Most scoops were effortless. Carson made one swift motion with her rake and carried on to the next, making note of any messy situations that came about so she could ask the owner for permission to sanitize the area later. She always asks first, in case a dog is sensitive to cleaning products.
She capped off the house visit by dumping her full pooper scooper into the trash barrel.
Then Carson sanitized all of her equipment, including her shoes, with Simple Green Pro5. That’s necessary to make sure she doesn’t track fecal matter and bacteria to her next client’s house, Carson said.
Various companies in the area offer different rates depending on how frequently a yard is serviced and the number of dogs.
Yards Guards on Doody charges $12 for weekly pickups of a one-dog household, with an additional $3 per dog. For twice a week, it would cost $17. Clients with more than four dogs must speak with Rehart for an individual arrangement. If clients want the sanitation process, Rehart assesses the yard on a case-by-case basis to determine pricing. It typically costs between $12-$18.
Carson has the same pricing for a once-a-week, single-dog pickup, and charges $24 to come twice a week.

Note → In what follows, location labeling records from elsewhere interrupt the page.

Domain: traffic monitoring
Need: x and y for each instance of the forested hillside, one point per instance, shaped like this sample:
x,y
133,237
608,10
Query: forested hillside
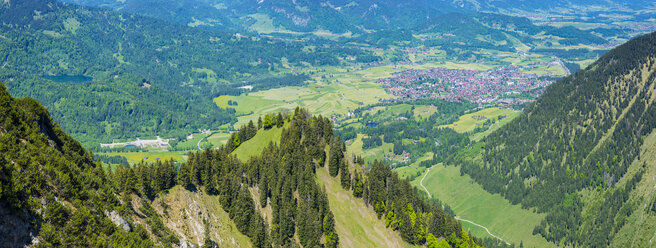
x,y
51,190
573,154
107,75
53,193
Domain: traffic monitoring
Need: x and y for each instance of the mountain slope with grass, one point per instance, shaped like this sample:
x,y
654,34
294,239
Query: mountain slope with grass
x,y
108,75
578,153
54,194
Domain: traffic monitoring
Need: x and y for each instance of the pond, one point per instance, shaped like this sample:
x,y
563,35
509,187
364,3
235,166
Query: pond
x,y
68,78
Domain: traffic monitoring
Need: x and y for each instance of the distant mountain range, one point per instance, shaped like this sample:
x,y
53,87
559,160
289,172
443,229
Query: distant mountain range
x,y
341,16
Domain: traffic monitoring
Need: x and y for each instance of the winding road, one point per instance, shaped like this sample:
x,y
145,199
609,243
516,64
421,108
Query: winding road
x,y
421,182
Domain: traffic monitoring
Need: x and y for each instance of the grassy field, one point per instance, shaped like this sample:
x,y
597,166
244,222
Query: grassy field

If a regular client wants the sanitation, it costs $18 per service.
With so many different pooper scooper companies in the area, how do they all exist in the same market?
It’s a friendly competition, Carson and Rehart say.
Rehart has noticed that more competition brings more business for everyone. Oftentimes people don’t remember the exact name of the pooper scooper company, so Rehart says their Google searches yield a bunch of options and traffic gets sent in every company’s direction.
“There’s more than enough poop to pick up,” Rehart said.